15. Un vice entachant le bien-fondé de l'autorisation d'urbanisme est susceptible d'être régularisé en application de l'article L. 600-5-1 du code de l'urbanisme, même si cette régularisation implique de revoir l'économie générale du projet en cause, dès lors que les règles d'urbanisme en vigueur à la date à laquelle le juge statue permettent une mesure de régularisation qui n'implique pas d'apporter à ce projet un bouleversement tel qu'il en changerait la nature même.

16. La régularisation du vice entachant l'arrêté attaqué, relevé aux points 3 et 6 du présent jugement, impliquerait de substituer au hangar de stockage de fourrage envisagé une ferme de type lorrain, apportant ainsi au projet un bouleversement tel qu'il en changerait la nature même. Par suite, il ne peut être fait application des dispositions de l'article L. 600-5-1 précitées du code de l'urbanisme et l'arrêté du 3 février 2023 doit être annulé, ensemble la décision implicite de rejet du recours gracieux formé contre cette décision.

Sur les frais de l'instance :

17. Les dispositions de l'article L. 761-1 du code de justice administrative font obstacle à ce que soit mise à la charge de M. D, qui n'est pas la partie perdante dans la présente instance, la somme que la commune de Frizon et M. A demandent au titre des frais exposés et non compris dans les dépens. Il y a lieu, en revanche, de faire application de ces dispositions et de mettre à la charge de la seule commune de Frizon une somme de 1 500 euros au titre des frais exposés par M. D et non compris dans les dépens.

D E C I D E :

Article 1er :L'arrêté du 3 février 2023🏛 du maire de la commune de Frizon accordant à M. A un permis de construire un bâtiment de stockage est annulé, ensemble la décision implicite de rejet du recours gracieux de M. D.

Article 2 : La commune de Frizon versera à M. D une somme de 1 500 (mille cinq cents) euros au titre de l'article L. 761-1 du code de justice administrative.

Article 3 : Le surplus des conclusions de la requête est rejeté.

Article 4 : Les conclusions de la commune de Frizon et de M. A présentées sur le fondement des dispositions de l'article L. 761-1 du code de justice administrative sont rejetées.

Article 5 : Le présent jugement sera notifié à M. C D, à la commune de Frizon et à M. B A.

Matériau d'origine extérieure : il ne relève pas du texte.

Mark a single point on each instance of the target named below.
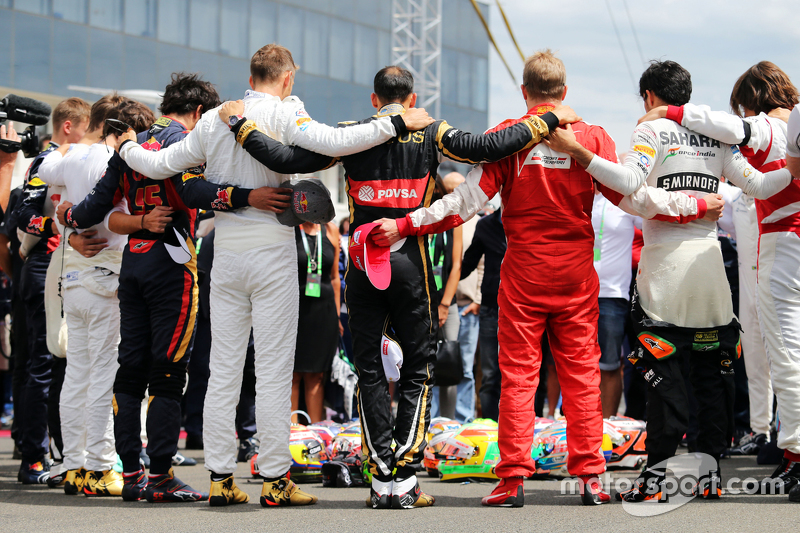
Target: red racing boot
(592, 492)
(508, 493)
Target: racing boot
(592, 492)
(380, 494)
(510, 492)
(33, 473)
(647, 487)
(225, 492)
(709, 487)
(73, 483)
(783, 478)
(247, 449)
(58, 475)
(406, 494)
(167, 488)
(103, 483)
(134, 486)
(284, 491)
(794, 494)
(181, 460)
(750, 444)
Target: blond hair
(544, 75)
(270, 61)
(73, 109)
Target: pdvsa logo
(366, 193)
(397, 193)
(538, 157)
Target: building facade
(48, 45)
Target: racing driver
(548, 281)
(391, 180)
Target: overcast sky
(716, 41)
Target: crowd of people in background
(121, 335)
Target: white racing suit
(741, 221)
(254, 280)
(683, 294)
(765, 145)
(91, 309)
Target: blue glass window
(233, 34)
(367, 52)
(69, 56)
(32, 63)
(290, 31)
(173, 21)
(106, 14)
(7, 29)
(315, 44)
(204, 25)
(71, 10)
(141, 56)
(32, 6)
(341, 49)
(170, 59)
(480, 84)
(105, 68)
(262, 25)
(140, 17)
(464, 82)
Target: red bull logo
(152, 144)
(223, 200)
(37, 223)
(300, 202)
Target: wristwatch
(233, 120)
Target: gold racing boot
(73, 482)
(103, 483)
(226, 492)
(284, 491)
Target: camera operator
(34, 217)
(7, 162)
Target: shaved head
(451, 181)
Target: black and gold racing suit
(391, 180)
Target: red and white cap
(371, 258)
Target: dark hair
(270, 61)
(136, 115)
(762, 88)
(393, 84)
(104, 108)
(187, 91)
(667, 80)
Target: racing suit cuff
(242, 129)
(399, 126)
(702, 208)
(239, 197)
(551, 120)
(236, 127)
(405, 227)
(675, 113)
(122, 146)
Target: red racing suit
(547, 283)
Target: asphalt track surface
(457, 509)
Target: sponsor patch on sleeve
(644, 150)
(660, 348)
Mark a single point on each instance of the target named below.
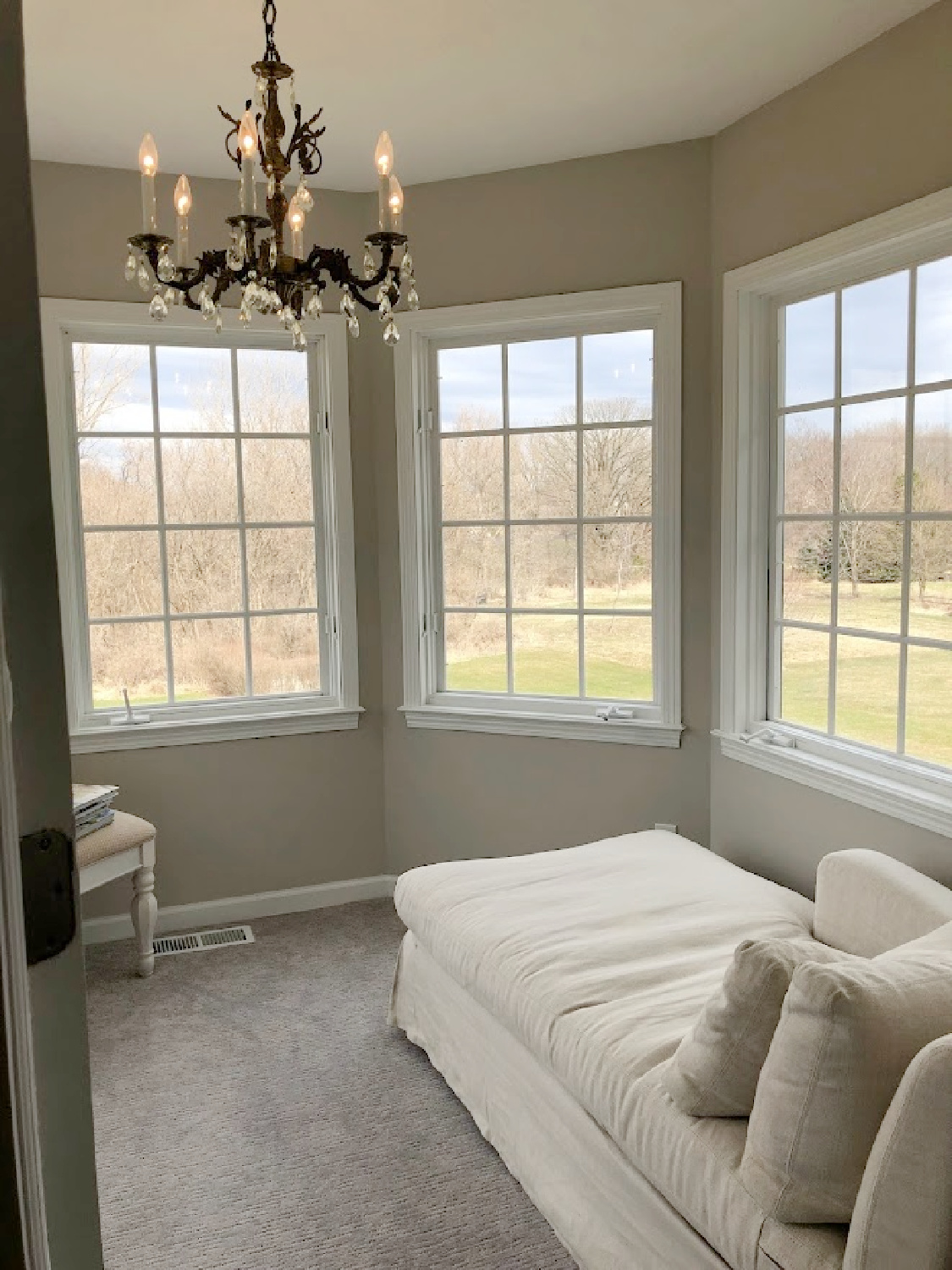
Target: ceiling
(462, 86)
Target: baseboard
(241, 908)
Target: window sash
(334, 704)
(655, 307)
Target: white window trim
(658, 306)
(333, 710)
(898, 787)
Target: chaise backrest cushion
(868, 903)
(903, 1214)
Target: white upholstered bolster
(903, 1216)
(868, 903)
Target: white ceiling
(462, 86)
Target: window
(200, 516)
(540, 485)
(837, 655)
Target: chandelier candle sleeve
(149, 165)
(183, 206)
(248, 142)
(383, 162)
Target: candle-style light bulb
(395, 202)
(248, 145)
(296, 220)
(383, 163)
(182, 200)
(149, 167)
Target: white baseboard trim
(241, 908)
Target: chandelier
(286, 282)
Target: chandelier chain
(269, 14)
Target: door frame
(17, 998)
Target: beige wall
(249, 815)
(867, 135)
(611, 221)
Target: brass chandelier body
(273, 279)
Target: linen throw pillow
(845, 1036)
(716, 1067)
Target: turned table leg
(145, 909)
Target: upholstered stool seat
(124, 846)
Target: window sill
(200, 732)
(561, 726)
(918, 802)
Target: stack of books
(91, 807)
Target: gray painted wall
(853, 141)
(863, 136)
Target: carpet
(256, 1112)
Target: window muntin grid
(269, 612)
(862, 502)
(508, 411)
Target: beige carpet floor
(256, 1112)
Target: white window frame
(899, 787)
(337, 706)
(657, 307)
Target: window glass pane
(470, 388)
(284, 654)
(617, 376)
(933, 322)
(276, 478)
(931, 591)
(867, 691)
(127, 655)
(805, 677)
(474, 568)
(475, 650)
(195, 389)
(807, 566)
(112, 388)
(619, 658)
(810, 351)
(205, 571)
(806, 447)
(273, 390)
(929, 705)
(617, 472)
(471, 477)
(200, 482)
(543, 472)
(617, 566)
(281, 569)
(876, 334)
(124, 577)
(542, 384)
(870, 594)
(873, 456)
(208, 660)
(543, 566)
(117, 480)
(546, 655)
(932, 452)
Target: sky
(542, 378)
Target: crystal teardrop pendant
(157, 309)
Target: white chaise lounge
(551, 991)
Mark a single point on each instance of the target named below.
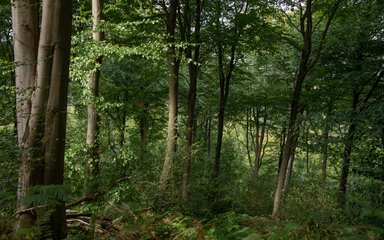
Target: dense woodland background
(193, 119)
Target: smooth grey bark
(193, 55)
(307, 61)
(25, 25)
(173, 71)
(92, 166)
(43, 121)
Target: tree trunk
(92, 166)
(42, 128)
(348, 148)
(144, 127)
(224, 79)
(25, 27)
(324, 145)
(173, 69)
(306, 64)
(193, 71)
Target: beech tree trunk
(192, 54)
(306, 64)
(173, 71)
(92, 167)
(25, 25)
(324, 145)
(42, 121)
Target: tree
(192, 54)
(307, 62)
(92, 165)
(173, 71)
(42, 75)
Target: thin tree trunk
(25, 54)
(193, 71)
(225, 80)
(144, 128)
(43, 127)
(306, 64)
(348, 149)
(173, 69)
(324, 145)
(92, 166)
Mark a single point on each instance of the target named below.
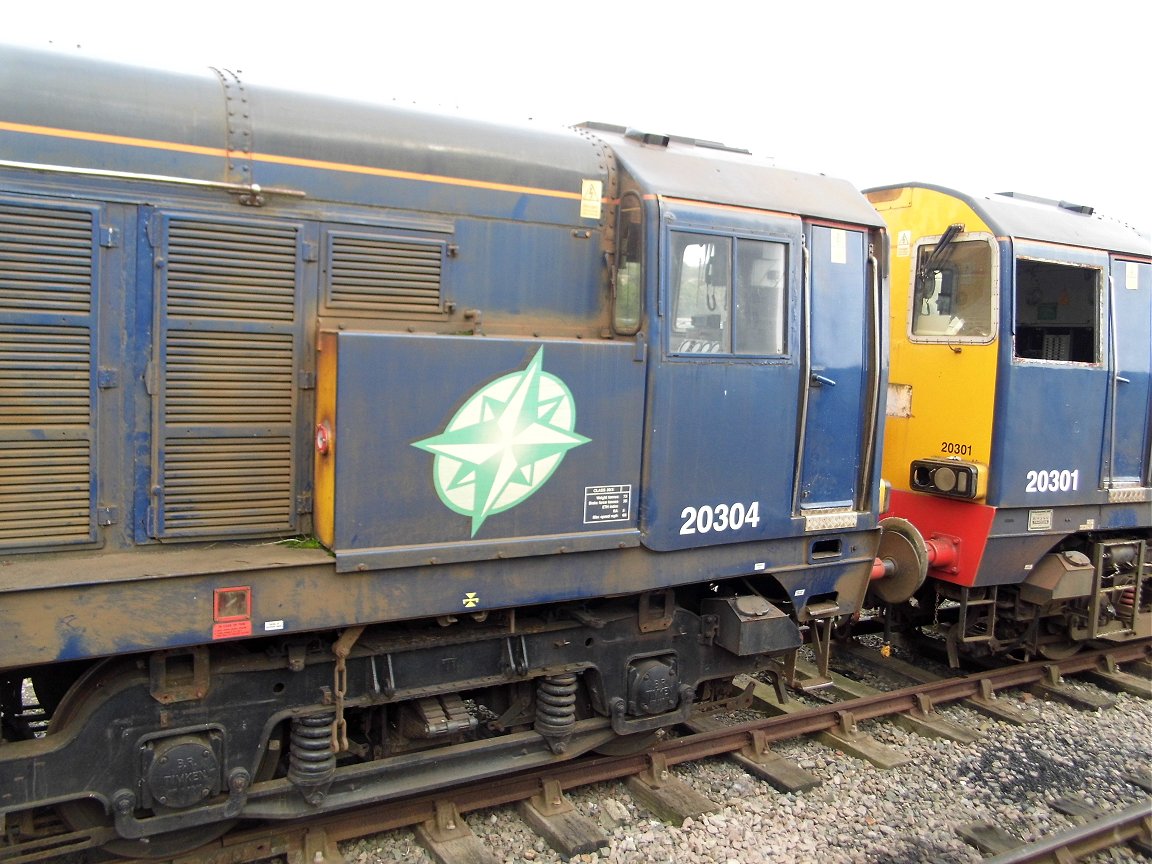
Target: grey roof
(1013, 214)
(707, 172)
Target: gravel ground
(859, 815)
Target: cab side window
(629, 275)
(700, 272)
(727, 295)
(954, 292)
(1056, 311)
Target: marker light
(950, 478)
(323, 439)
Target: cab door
(1131, 392)
(722, 416)
(841, 374)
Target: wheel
(85, 813)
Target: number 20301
(1053, 480)
(721, 517)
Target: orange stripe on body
(273, 159)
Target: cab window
(954, 290)
(727, 295)
(1056, 311)
(629, 277)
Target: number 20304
(722, 517)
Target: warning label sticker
(607, 503)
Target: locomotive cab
(1018, 417)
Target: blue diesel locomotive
(348, 449)
(1018, 440)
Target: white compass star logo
(505, 442)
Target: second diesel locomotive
(585, 422)
(1020, 422)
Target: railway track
(833, 713)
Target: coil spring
(555, 710)
(311, 760)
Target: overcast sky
(1033, 97)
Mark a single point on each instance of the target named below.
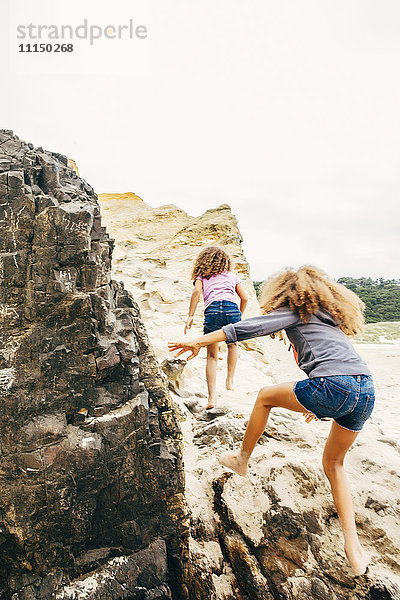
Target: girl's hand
(308, 417)
(188, 325)
(192, 347)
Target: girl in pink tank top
(212, 277)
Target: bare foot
(358, 559)
(234, 461)
(211, 403)
(229, 384)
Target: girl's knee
(265, 395)
(331, 465)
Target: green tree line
(381, 296)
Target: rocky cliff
(92, 485)
(275, 534)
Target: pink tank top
(219, 287)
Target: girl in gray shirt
(317, 315)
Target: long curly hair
(307, 289)
(211, 261)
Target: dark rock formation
(92, 488)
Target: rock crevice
(91, 459)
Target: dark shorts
(220, 313)
(347, 399)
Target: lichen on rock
(91, 463)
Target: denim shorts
(347, 399)
(220, 313)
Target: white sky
(288, 111)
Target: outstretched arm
(194, 300)
(194, 346)
(243, 297)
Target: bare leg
(231, 365)
(277, 395)
(336, 447)
(211, 374)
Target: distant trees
(381, 296)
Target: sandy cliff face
(274, 534)
(92, 489)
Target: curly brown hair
(211, 261)
(307, 289)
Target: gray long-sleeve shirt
(321, 348)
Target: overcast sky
(286, 110)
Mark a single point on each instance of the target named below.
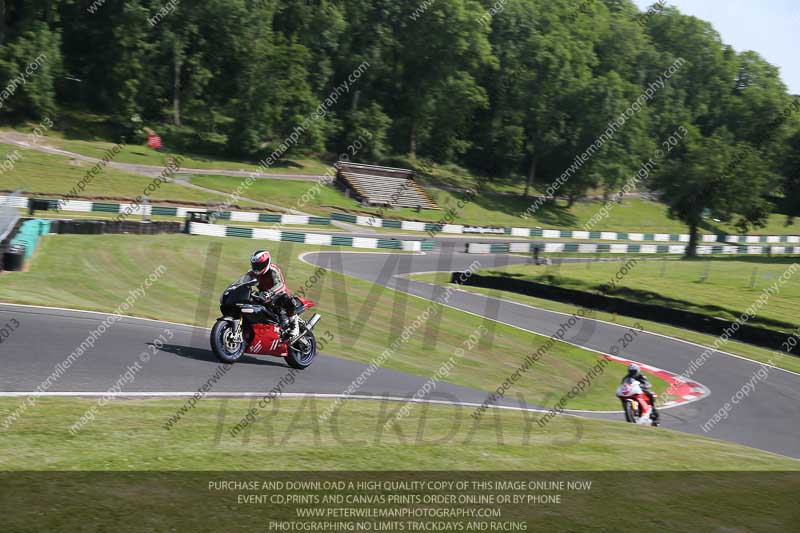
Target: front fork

Copie en sera adressée, en application de l'article R. 751-10 du code de justice administrative🏛, au procureur de la République près le tribunal judiciaire d'Epinal.

Délibéré après l'audience du 25 mars 2025, à laquelle siégeaient :

M. Coudert, président,

Mme Grandjean, première conseillère,

Mme Jouguet, première conseillère.

Rendu public par mise à disposition au greffe le 22 avril 2025.

La rapporteure,

G. Grandjean Le président,

B. Coudert

La greffière,

A. Mathieu

La République mande et ordonne à la préfète des Vosges en ce qui la concerne ou à tous commissaires de justice à ce requis en ce qui concerne les voies de droit commun contre les parties privées, de pourvoir à l'exécution de la présente décision.